Llanos suffered burns on more than 58 percent of his body, and Simons suffered burns on more than 16 percent of his body. Both men faced near death due to smoke inhalation and the burns.

Remnants of their burns are still visible today; however, thanks to the team of doctors, nurses and staff at the St. Barnabas Burn Unit in Livingston, the only issues they have today are sensitivity to the sun because of the many skin grafts they received.

“We have to make sure we wear long sleeves in the sun,” Simons said.

The 2012 documentary details the journey of Llanos and Simons from the fateful day of the dormitory fire to their survival.

The documentary includes graphic photos of Llanos and Simons as they lay on hospital gurneys fighting for their lives as well as the roller coaster of emotions of their family members initially learning what had happened to their loved ones.

In the 2008 book “After the Fire: A True Story of Friendship and Survival” written by Robin Gaby Fisher, a reporter for The Star- Ledger, Hani Mansour, the medical director at Saint Barnabas, now retired, said the families had a long road ahead of them.

“In some ways, their journey would be more difficult than their children’s,” he said. “For the parents, there was little to do but wait and worry.”

It also documented the investigation that culminated in the charges against LePore and Ryan and the heartbreak of the families of Giunta, Caltabilota and Karol, who were lost in the blaze.

“It is still very emotional for the parents of our classmates who were lost,” Simons said.

Six months after the fire, Simons told the high school seniors that, against his doctor’s orders, he returned to school and was able to graduate with his class. Simons, who received a business management degree, received a round of applause from the students.

Llanos said he unfortunately did not get to finish college, but has taken classes toward his degree between traveling across the country with Simons. His recovery involved over 30 surgeries.

He said because of their full-time job speaking to colleges and high schools, he has taken communication classes to hone the skill of public speaking.

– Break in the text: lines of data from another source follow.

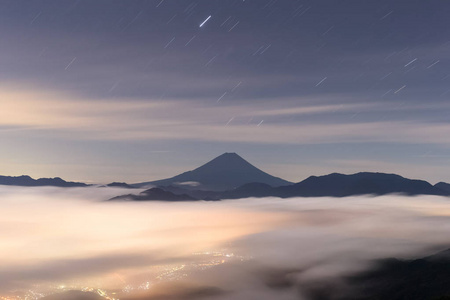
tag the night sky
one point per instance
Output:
(136, 90)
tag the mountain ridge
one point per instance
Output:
(225, 172)
(25, 180)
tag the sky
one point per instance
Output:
(120, 90)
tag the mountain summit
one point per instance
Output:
(225, 172)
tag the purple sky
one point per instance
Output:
(112, 90)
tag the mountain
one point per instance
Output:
(155, 194)
(443, 186)
(332, 185)
(340, 185)
(394, 279)
(28, 181)
(226, 172)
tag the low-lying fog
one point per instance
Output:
(55, 239)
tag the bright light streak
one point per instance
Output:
(204, 22)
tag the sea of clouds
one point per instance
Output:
(53, 239)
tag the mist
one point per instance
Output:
(56, 240)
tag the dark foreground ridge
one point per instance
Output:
(426, 278)
(28, 181)
(333, 185)
(225, 172)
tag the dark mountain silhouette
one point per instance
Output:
(155, 194)
(443, 186)
(226, 172)
(332, 185)
(393, 279)
(340, 185)
(28, 181)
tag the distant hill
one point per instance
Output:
(443, 186)
(340, 185)
(332, 185)
(393, 279)
(226, 172)
(154, 194)
(28, 181)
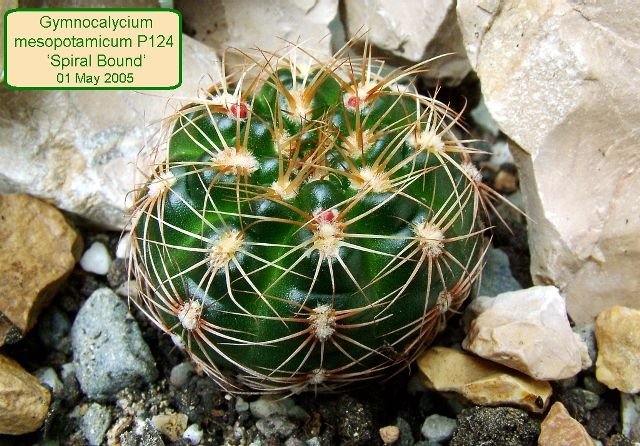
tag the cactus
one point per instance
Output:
(310, 227)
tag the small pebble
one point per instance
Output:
(171, 425)
(108, 349)
(124, 246)
(193, 433)
(438, 428)
(181, 374)
(275, 426)
(630, 408)
(506, 180)
(95, 423)
(241, 405)
(264, 407)
(53, 329)
(96, 259)
(49, 378)
(593, 385)
(389, 434)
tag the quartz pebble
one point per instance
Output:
(96, 259)
(171, 425)
(618, 336)
(193, 433)
(389, 434)
(527, 330)
(559, 429)
(630, 408)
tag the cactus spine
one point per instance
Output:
(310, 228)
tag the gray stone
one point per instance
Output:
(108, 349)
(275, 426)
(96, 259)
(438, 428)
(145, 435)
(95, 423)
(630, 408)
(406, 434)
(595, 386)
(587, 335)
(181, 373)
(496, 275)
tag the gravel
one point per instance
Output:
(499, 426)
(95, 423)
(437, 428)
(108, 349)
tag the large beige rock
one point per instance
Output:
(617, 333)
(413, 30)
(527, 330)
(38, 250)
(24, 402)
(561, 79)
(480, 381)
(78, 149)
(270, 26)
(559, 429)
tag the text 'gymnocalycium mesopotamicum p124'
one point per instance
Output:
(309, 226)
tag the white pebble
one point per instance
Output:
(96, 259)
(241, 405)
(438, 428)
(124, 246)
(128, 289)
(49, 378)
(181, 373)
(193, 433)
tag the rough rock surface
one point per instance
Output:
(416, 31)
(38, 250)
(24, 402)
(618, 336)
(496, 275)
(559, 429)
(108, 349)
(252, 24)
(576, 121)
(527, 330)
(78, 149)
(480, 381)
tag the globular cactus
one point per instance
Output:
(310, 228)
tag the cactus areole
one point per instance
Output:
(309, 229)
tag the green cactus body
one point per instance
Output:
(309, 231)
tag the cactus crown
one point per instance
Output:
(311, 227)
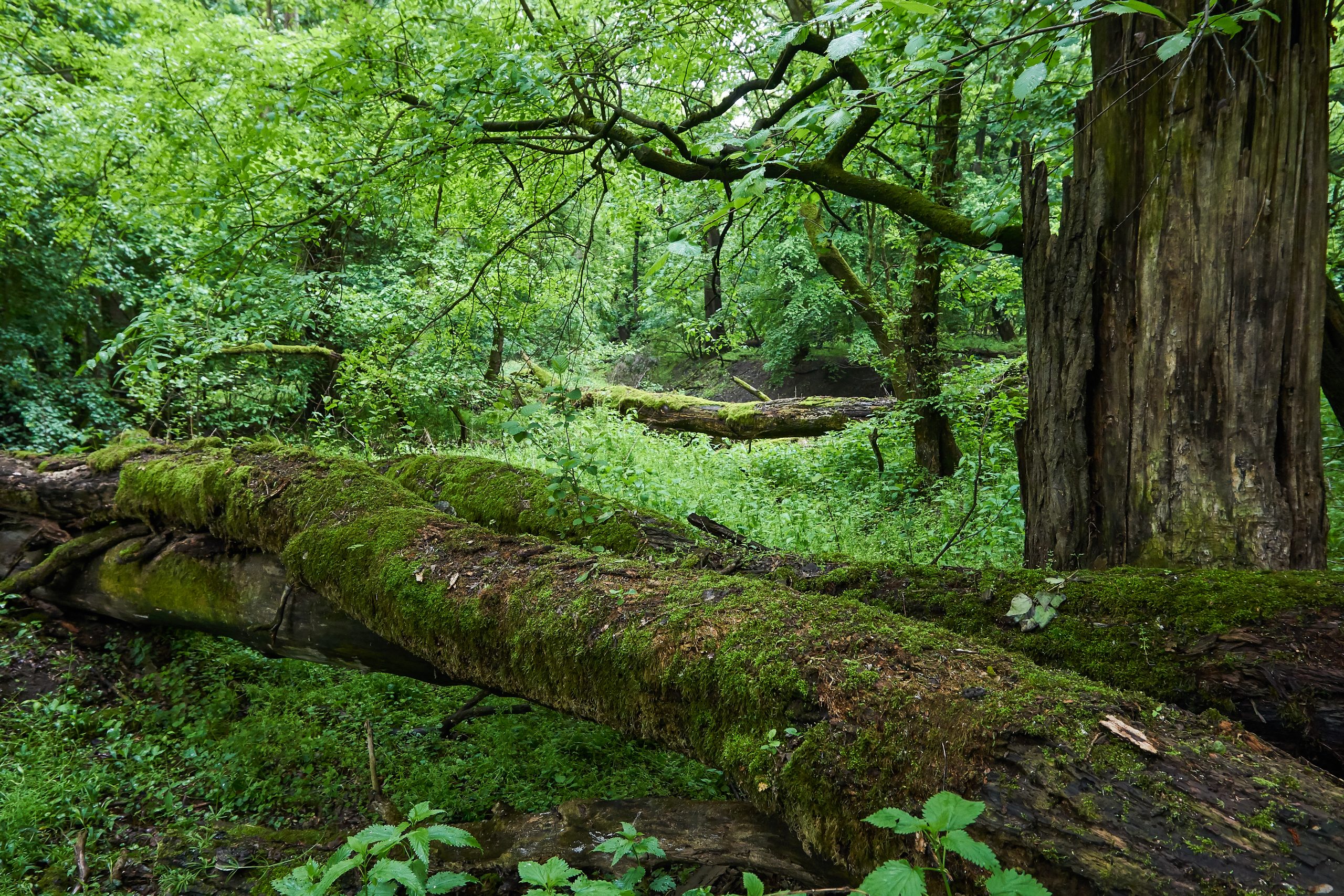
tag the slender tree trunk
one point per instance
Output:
(632, 311)
(1175, 323)
(874, 710)
(936, 446)
(496, 362)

“I have to keep up with Shawn, the center of attention,” he said, which brought laughter from the students.

Simons, who grew up in Newark, and Llanos, who grew up in Paterson, met just four months prior to the fatal fire at Seton Hall, but have become inseparable through their experience.

“Our kids call each other either ‘Uncle Shawn’ or ‘Uncle Alvaro,’ ” Llanos said.

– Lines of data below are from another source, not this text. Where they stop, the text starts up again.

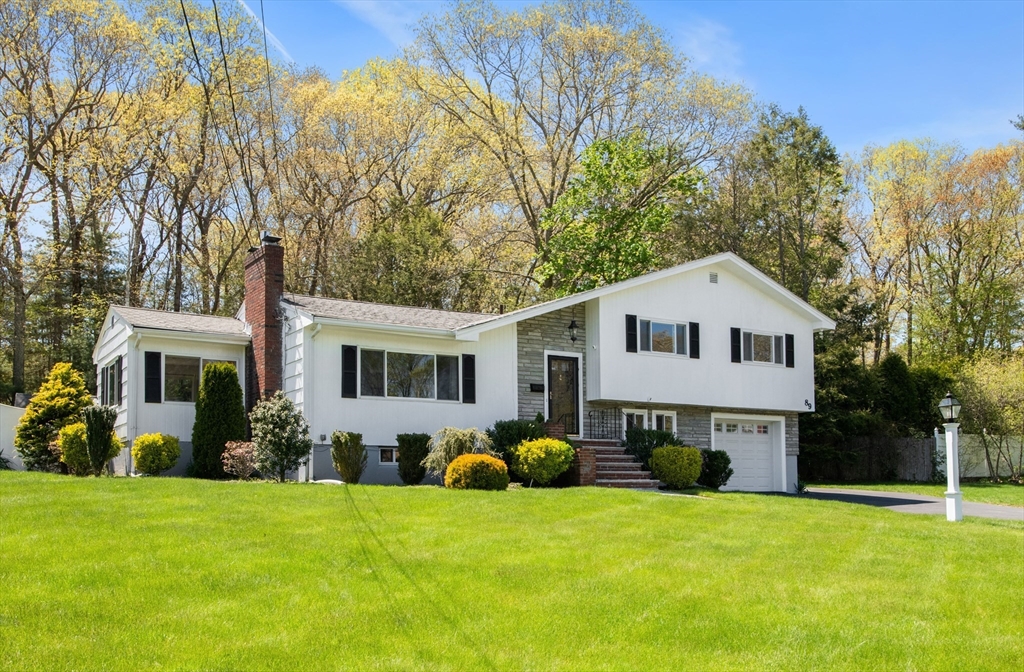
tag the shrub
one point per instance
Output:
(413, 450)
(73, 450)
(155, 453)
(57, 404)
(676, 466)
(348, 455)
(100, 441)
(281, 436)
(450, 443)
(542, 459)
(220, 417)
(641, 443)
(506, 434)
(715, 470)
(239, 459)
(474, 471)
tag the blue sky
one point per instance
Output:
(866, 72)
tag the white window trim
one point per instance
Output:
(762, 332)
(388, 397)
(547, 382)
(675, 340)
(776, 430)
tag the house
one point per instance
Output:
(713, 350)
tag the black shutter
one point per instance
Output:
(348, 371)
(153, 392)
(631, 333)
(469, 379)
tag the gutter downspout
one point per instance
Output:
(307, 393)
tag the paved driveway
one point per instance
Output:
(909, 503)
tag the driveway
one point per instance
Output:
(909, 503)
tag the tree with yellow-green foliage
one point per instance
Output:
(57, 404)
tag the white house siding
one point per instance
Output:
(173, 418)
(381, 419)
(9, 417)
(548, 332)
(712, 380)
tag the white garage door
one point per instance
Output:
(749, 445)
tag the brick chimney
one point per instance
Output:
(264, 287)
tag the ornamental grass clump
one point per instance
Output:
(57, 404)
(281, 436)
(348, 455)
(450, 443)
(239, 459)
(542, 460)
(676, 466)
(155, 453)
(474, 471)
(413, 449)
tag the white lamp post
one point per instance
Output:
(949, 408)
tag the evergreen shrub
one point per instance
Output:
(239, 459)
(641, 443)
(155, 453)
(542, 460)
(220, 417)
(450, 443)
(281, 436)
(715, 469)
(348, 455)
(57, 404)
(676, 466)
(476, 471)
(413, 449)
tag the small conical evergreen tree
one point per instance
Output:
(220, 417)
(58, 403)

Simons said the purpose of their presentation is not to say students should not have fun when they go off to college, but just to be aware and responsible in their surroundings.

“We were in your shoes,” he told the seniors.

Simons said although a sprinkler system is good to have, one must not rely on a sprinkler system in a case of a fire.

“Like an airbag in a car, there are many cases people are injured in car crashes when the airbag does not deploy,” he said.

Simons and Llanos, who live in New Jersey, received hugs, handshakes and had selfies taken with them after the program.

Seniors Amber Huebner said they were moved by the documentary.

“I cried hysterically through most of it. … It was emotional,” Huebner said. “Some of us had to turn away.”

Huebner was just 4 years old when the Seton Hall fire occurred.

“I didn’t know the story. … It was eyeopening,” she said.